Writing Good Autopilot Tests

This document is an introduction to writing good autopilot tests. This should be treated as additional material on top of all the things you’d normally do to write good code. Put another way: test code follows all the same rules as production code - it must follow the coding standards, and be of a professional quality.

Several points in this document are written with respect to the unity autopilot test suite. This is incidental, and doesn’t mean that these points do not apply to other test suites!

Write Expressive Tests

Unit tests are often used as a reference for how your public API should be used. Functional (Autopilot) tests are no different: they can be used to figure out how your application should work from a functional standpoint. However, this only works if your tests are written in a clear, concise, and most importantly expressive style. There are many things you can do to make your tests easier to read:

Pick Good Test Case Class Names

Pick a name that encapsulates all the tests in the class, but is as specific as possible. If necessary, break your tests into several classes, so your class names can be more specific. This is important because when a test fails, the test id is the primary means of identifying the failure. The more descriptive the test id is, the easier it is to find the fault and fix the test.

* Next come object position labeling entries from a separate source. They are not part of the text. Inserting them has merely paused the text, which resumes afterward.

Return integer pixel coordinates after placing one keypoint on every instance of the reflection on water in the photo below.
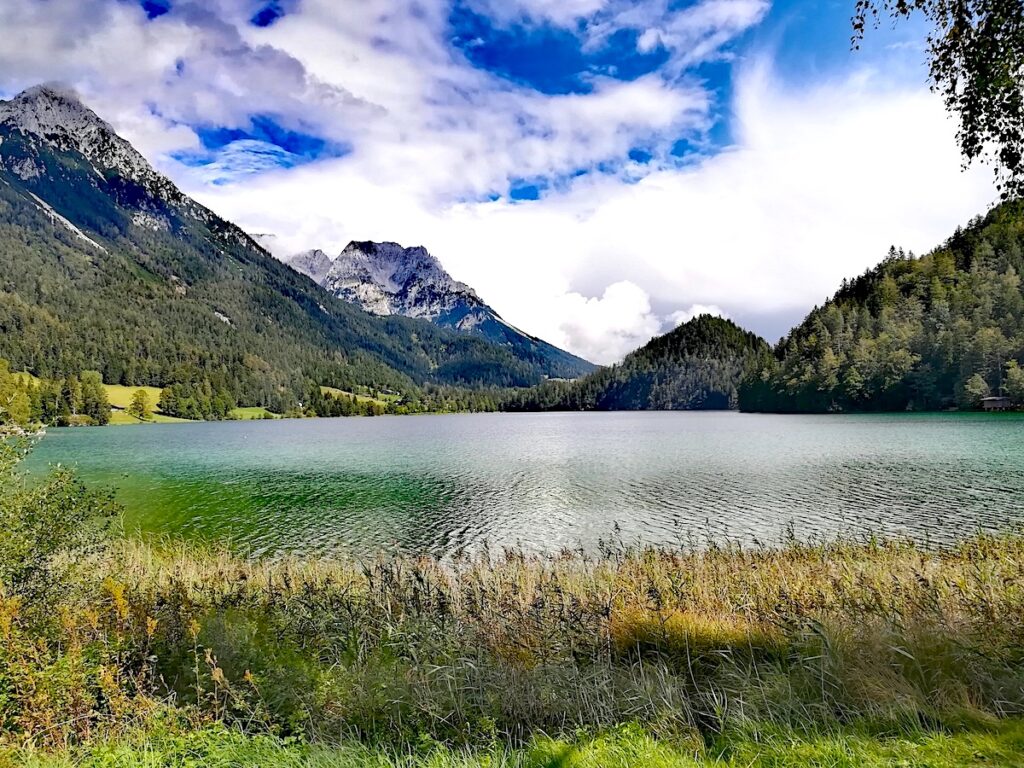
(549, 480)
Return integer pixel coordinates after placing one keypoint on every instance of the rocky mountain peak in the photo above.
(56, 115)
(387, 279)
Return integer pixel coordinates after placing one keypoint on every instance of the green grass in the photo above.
(121, 418)
(120, 395)
(626, 747)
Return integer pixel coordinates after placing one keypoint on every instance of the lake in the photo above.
(442, 483)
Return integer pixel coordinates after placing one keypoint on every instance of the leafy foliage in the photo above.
(696, 367)
(936, 332)
(45, 526)
(192, 299)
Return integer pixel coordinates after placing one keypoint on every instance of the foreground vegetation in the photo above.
(932, 333)
(696, 367)
(126, 653)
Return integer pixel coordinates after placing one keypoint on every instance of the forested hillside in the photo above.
(105, 265)
(936, 332)
(698, 366)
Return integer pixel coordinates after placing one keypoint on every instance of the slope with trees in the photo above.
(698, 366)
(931, 333)
(105, 265)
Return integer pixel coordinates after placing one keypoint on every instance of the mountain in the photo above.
(107, 265)
(696, 367)
(925, 333)
(385, 279)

Pick Good Test Case Method Names

Similar to picking good test case class names, picking good method names makes your test id more descriptive. We recommend writing very long test method names, for example:

# bad example:
def test_save_dialog(self):
    # test goes here

# better example:
def test_save_dialog_can_cancel(self):
    # test goes here

# best example:
def test_save_dialog_cancels_on_escape_key(self):
    # test goes here

Write Docstrings

You should write docstrings for your tests. Often the test method is enough to describe what the test does, but an English description is still useful when reading the test code. For example:

def test_save_dialog_cancels_on_escape_key(self):
    """The Save dialog box must cancel when the escape key is pressed."""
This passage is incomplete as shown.